Bad management or unfavorable seasons are not taken into account, because the effects of neither one or the other are understood or appreciated.

We therefore urge upon beginners the propriety of exercising great caution in making their first selections. Every tree, shrub, and plant, should be perfectly hardy, and of the easiest cultivation. New and rare trees and plants are generally those most noticed in the periodicals, and beginners are too apt to think they must have these; but in this they are wrong. Inquire not for novelties, but for old and well-tried species and varieties that have been proved to succeed everywhere and with even indifferent treatment These are what you need; and when you have attained complete success with them, and have become somewhat familiar with the nature of the different tribes of plants, and with the principles as well as details of culture, you may safely enlarge your collection.

Among the plants used in the decoration of gardens, there are a great many genera, species, and varieties; all of which require a special culture and treatment, and without which they will not succeed. For instance, among the popular families of garden plants, we have Roses of many distinct classes, Carnations, Phloxes, Paeonies, Hyacinths, Tulips, Lilies, and a multitude of other plants considered indispensable to a good garden. Now, if a beginner will at his first essay procure a collection of all these, nothing can be more certain than his failure and disappointment Far better that he should commence with only one; and we will say Roses, for an example. But among Roses we have many classes, each requiring a treatment of its own; and in every class there are varieties known as vigorous growers, free bloomers, and of easy management in genera], while others are notoriously uncertain. Now the beginner should confine himself entirely to such as are least difficult to manage. A fine display can be made with even two or three sorts of Roses grown in perfection.

From among the classes known as summer Roses, including Hybrid China, Provence, Moss, etc., certain varieties may be selected that grow as freely as Willows, and that no one could fail with who would give them good soil, and cultivate them as well as they would a hill of potatoes.

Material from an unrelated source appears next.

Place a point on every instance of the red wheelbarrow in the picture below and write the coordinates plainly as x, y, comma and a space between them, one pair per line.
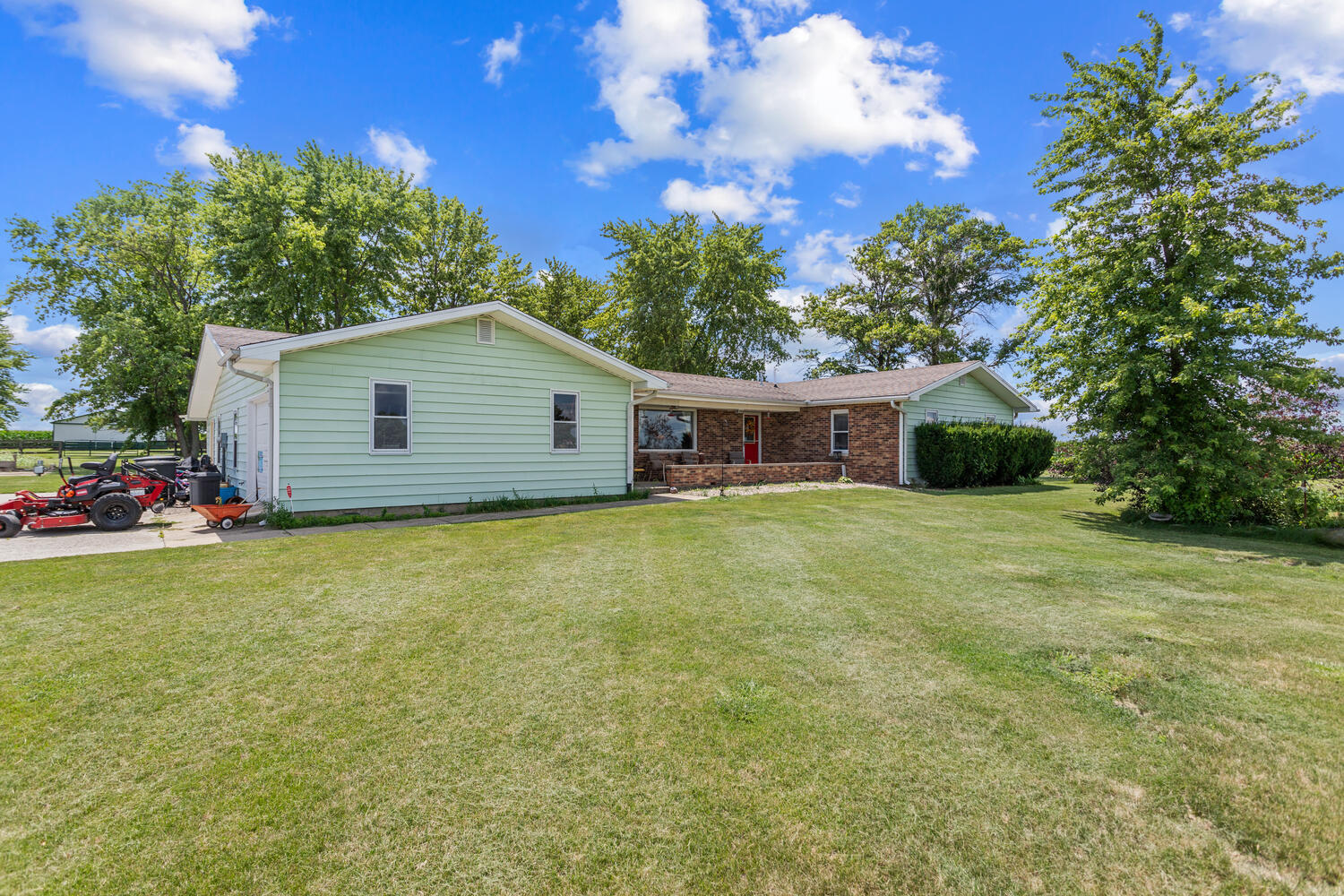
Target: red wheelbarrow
222, 514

So among the popular class called Remontants, or Hybrid Perpetu-ak, there are vigorous growers, such as La Reine, Baron Prevost, etc, that may always be relied upon. We would plant entire beds of these reliable sorts, and have a magnificent show, rather than select a great variety, and have a rose-bed resemble a those in which a small number of plants or families of plants are well grown. Few amateurs become famous as cultivators, either in this or any other country, except those who confine their attention to a small number of objects. In Europe, we hear of one man famous for his Roses, another for his Pelargoniums, another for his Pan. sies, another for Tulips, etc., and people will travel hundreds of miles to witness the perfection to which each of these has attained in his special department. It is thus that all classes of plants have been improved and brought to their present state of perfection.

Until amateurs in this country direct their attention more in this way to the culture of special objects, we shall not see very great improvement in any particular department, nor will we have many novel varieties of home origin. Professional cultivators, as well as amateurs, with us, aim generally at too much to do it well, or as it should be done. A nurseryman or florist of small means would, we think, do much better by confining his attention to some special culture, and make himself famous in it, rather than to dabble in all, and do none properly. In France there are Rose-growers who devote their whole attention to Roses; and purchasers in every part of the world look to them for supplies. Very large establishments only can with advantage embrace a general culture, because they can make each department a special one, and manage it as if it were a separate concern.

Gardening with us is but in its infancy. Every year thousands of persons are turning their attention to it for the first time, and without any guide or preparation. It is not surprising, therefore, that great errors are committed, and losses sustained. We think we have touched upon one of the most prevalent errors; and we would be glad to have a chapter on the subject from some of our amateur correspondents, who can write feelingly from experience. The season for bedding out summer-flowering plants in masses, according to the prevailing fashion of modern gardening, is at hand, and the suggestions we now offer may be entitled to some consideration in directing the choice of plants. Those who have little time to devote to the garden, will always find their pleasure and profit promoted by choosing not a great variety, but such things as are easily managed.